Structural analysis of YisK has been achieved through X-ray crystallography, yielding insights into its functional domains and relation to the FAH superfamily . For expression and purification, researchers can use protocols involving SDS-PAGE polyacrylamide gels (12%) for protein separation, followed by transfer to nitrocellulose membrane at 100V for 60 minutes . For immunodetection, membranes should be blocked in 1× PBS containing 0.05% Tween-20 and 5% dry milk powder, then probed with anti-YisK antibody (1:10,000 dilution) followed by horseradish peroxidase-conjugated secondary antibody . Signal detection can be achieved using SuperSignal West Femto maximum sensitivity substrate and appropriate imaging systems .

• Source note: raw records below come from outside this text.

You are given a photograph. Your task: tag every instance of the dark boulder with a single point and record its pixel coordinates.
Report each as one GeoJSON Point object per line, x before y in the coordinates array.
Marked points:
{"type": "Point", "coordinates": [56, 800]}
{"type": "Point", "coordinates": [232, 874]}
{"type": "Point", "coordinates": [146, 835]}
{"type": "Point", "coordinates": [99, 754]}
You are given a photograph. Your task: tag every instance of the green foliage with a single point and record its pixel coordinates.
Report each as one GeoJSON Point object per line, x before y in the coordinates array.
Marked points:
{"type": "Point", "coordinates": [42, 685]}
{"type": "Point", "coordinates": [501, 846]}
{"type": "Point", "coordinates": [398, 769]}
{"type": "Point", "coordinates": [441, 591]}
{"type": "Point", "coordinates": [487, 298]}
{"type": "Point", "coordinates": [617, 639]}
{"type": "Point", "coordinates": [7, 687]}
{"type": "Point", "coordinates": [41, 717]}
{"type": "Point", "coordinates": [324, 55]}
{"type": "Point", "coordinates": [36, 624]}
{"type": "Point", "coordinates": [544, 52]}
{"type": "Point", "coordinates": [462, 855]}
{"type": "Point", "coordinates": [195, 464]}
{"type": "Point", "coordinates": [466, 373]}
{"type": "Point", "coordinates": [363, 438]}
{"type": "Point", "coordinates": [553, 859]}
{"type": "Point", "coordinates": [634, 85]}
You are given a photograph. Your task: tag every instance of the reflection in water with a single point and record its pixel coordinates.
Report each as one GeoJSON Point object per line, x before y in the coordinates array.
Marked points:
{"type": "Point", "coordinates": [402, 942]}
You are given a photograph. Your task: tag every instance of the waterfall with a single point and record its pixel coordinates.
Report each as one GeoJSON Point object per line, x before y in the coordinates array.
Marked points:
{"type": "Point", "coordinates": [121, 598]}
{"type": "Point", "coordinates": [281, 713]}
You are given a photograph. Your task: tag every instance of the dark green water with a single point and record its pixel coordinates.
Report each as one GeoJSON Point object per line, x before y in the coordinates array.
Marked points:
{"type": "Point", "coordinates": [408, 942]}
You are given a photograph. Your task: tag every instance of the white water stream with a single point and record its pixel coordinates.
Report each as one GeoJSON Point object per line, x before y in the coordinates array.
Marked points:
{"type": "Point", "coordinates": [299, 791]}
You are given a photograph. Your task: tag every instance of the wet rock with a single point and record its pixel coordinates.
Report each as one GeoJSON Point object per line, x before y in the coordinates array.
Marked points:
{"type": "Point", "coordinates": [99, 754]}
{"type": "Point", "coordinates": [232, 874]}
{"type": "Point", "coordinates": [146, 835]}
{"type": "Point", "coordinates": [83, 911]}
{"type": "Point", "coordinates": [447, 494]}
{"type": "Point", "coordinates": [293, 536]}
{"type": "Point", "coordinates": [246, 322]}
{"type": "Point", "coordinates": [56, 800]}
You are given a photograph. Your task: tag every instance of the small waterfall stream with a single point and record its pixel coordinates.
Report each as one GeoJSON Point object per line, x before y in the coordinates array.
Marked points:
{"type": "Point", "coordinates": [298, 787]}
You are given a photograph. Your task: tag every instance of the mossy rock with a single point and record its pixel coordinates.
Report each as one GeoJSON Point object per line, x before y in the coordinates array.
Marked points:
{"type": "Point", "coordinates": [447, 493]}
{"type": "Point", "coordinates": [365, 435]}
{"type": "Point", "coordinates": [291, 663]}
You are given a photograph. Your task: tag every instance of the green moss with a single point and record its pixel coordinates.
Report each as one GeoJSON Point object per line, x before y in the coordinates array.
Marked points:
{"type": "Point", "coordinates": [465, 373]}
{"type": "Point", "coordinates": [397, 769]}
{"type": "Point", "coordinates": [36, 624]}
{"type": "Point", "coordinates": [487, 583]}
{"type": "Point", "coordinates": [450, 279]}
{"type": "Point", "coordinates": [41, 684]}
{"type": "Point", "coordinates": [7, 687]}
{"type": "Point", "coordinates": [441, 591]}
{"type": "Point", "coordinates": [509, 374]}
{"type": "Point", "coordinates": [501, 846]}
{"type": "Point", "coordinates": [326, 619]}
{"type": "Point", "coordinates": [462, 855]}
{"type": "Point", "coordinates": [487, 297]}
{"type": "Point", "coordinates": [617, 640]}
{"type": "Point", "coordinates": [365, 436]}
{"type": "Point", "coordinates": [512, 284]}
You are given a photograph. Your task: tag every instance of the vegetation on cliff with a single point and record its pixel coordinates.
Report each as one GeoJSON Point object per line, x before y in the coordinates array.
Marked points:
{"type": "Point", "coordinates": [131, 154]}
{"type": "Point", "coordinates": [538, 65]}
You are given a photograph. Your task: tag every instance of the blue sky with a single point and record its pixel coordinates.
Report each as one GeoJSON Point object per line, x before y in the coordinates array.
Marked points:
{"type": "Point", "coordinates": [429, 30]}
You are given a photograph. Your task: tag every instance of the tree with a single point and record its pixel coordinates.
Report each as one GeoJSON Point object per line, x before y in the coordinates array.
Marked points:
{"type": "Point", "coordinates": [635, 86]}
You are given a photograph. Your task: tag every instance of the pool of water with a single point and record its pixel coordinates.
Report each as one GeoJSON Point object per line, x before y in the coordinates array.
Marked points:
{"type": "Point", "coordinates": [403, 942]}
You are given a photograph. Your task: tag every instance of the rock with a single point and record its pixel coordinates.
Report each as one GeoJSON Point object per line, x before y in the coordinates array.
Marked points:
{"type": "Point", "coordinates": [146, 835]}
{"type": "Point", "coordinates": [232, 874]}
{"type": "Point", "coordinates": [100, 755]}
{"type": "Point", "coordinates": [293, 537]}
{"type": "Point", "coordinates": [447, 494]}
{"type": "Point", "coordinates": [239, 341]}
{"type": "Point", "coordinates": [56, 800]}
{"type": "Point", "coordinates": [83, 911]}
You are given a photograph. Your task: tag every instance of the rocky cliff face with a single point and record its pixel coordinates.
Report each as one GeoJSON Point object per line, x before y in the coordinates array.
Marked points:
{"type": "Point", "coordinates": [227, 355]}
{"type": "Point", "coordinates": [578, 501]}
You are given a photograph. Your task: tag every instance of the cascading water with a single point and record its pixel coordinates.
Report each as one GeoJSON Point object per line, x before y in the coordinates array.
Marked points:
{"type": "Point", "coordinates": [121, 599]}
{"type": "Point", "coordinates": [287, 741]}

What is the physiological significance of YisK's Mbl-dependent localization?

YisK represents the first example of an enzyme implicated in central carbon metabolism with subcellular localization that depends on the actin-like protein Mbl . This unique localization pattern suggests a potential spatial regulation of metabolic activity that is coordinated with cell envelope synthesis. The fact that YisK overexpression leads to cell widening and lysis in an Mbl-dependent manner indicates a functional relationship between YisK and the elongasome complex that guides lengthwise growth in bacteria . This spatial coupling of metabolism and cell envelope synthesis may represent a previously unrecognized regulatory mechanism in bacterial physiology.

What are the optimal conditions for expressing and detecting YisK in B. subtilis?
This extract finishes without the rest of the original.